It is not uncommon in free life coaching sessions for my patient (I am not a doctor or qualified psychologist) to ask why do I feel guilt or why do I feel guilty all the time, even when I haven't done anything wrong.
Venus Cow says, "There is no such thing as guilty pleasure, so stop feeling guilty ."
How is it possible to really enjoy something you later feel guilty about, like eating fatty food when you are on a diet or smoking the odd cigarette when you have given up?
The reason you feel guilty is because what you have done, goes against what you believe is your truth but remember we are masters at lying to ourselves.
If you are on a diet because you truly want to get healthy and have a fabulous enviable body there can be no guilty pleasures just hard work and focus.
Feeling guilty can keep you stuck and cause depression. Guilt is a burden you carry and if unaddressed and unchecked leads to deeper feelings of shame.
Guilt Vs Shame
If you have hurt someone and you feel guilty, apologise, which will help alleviate your guilt. If you are an anxious person you may tend to feel more guilty about things so learn how to relax and stop being so hard on yourself. Once you really get to know yourself, by questioning and going over your actions in your meditation the guilty feelings will subside as soon as you can isolate the trigger and acknowledge it wasn't my fault, I didn't know better, I am not to blame. Once you stop blaming yourself internally, remember the story of the Buddah's second arrow, That’s the arrow of your emotional reaction. you dodge the second arrow by consciously choosing contemplation instead.
Venus Cow says, "No one is perfect."
If you want to live shamelessly you have to be completely open and to be completely open you have to be completely honest. Guilt can only coexist in secret so spilling your guts is the best way I've found to alleviate it.
Guilt will eat away at everything that is good about how you feel, live and exist, leaving you feeling responsible for the suffering of others, which in turn leaves little time for working on yourself. We have to remember if we have done something deliberately to hurt someone else, then we are to blame and need to take personal responsibility and say sorry. We also have to remember there are two sides to every story, so someone projecting their suffering on you, in order to make you feel guilty, to get what they want, is not your fault.
It can be so draining to live your life feeling guilty as well as put you at risk of making the wrong decisions. Our guilt comes from avoiding things we don’t want to do, like letting someone down, hurting someone’s feelings, not facing the truth. Go to your journal and make a list of not what you don’t want but focus on what you do want. Think about all the times you have said to yourself, I should not have said that or done that, I should have known better?

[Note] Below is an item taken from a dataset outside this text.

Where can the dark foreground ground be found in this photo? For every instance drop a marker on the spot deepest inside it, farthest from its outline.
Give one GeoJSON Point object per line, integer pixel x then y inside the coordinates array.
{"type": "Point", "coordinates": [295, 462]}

If you feel insecure or not good enough don’t let people push the wrong buttons inside to make you feel guilty, learn to believe in yourself and your actions and stick with your choices no matter what others think. Thinking about what you are doing, why you are doing it, your motive (particularly if you anticipate potentially upsetting someone in the process, will stop you feeling guilty. At least if you do this, you only have yourself to blame if it all blows up in your face and you allow anyone to steer you or bully you away from what you want. From this you will learn people project their dissatifaction on to others, something we unravel a lot in free life coaching.
Venus Cow says, "I must learn to forgive myself first."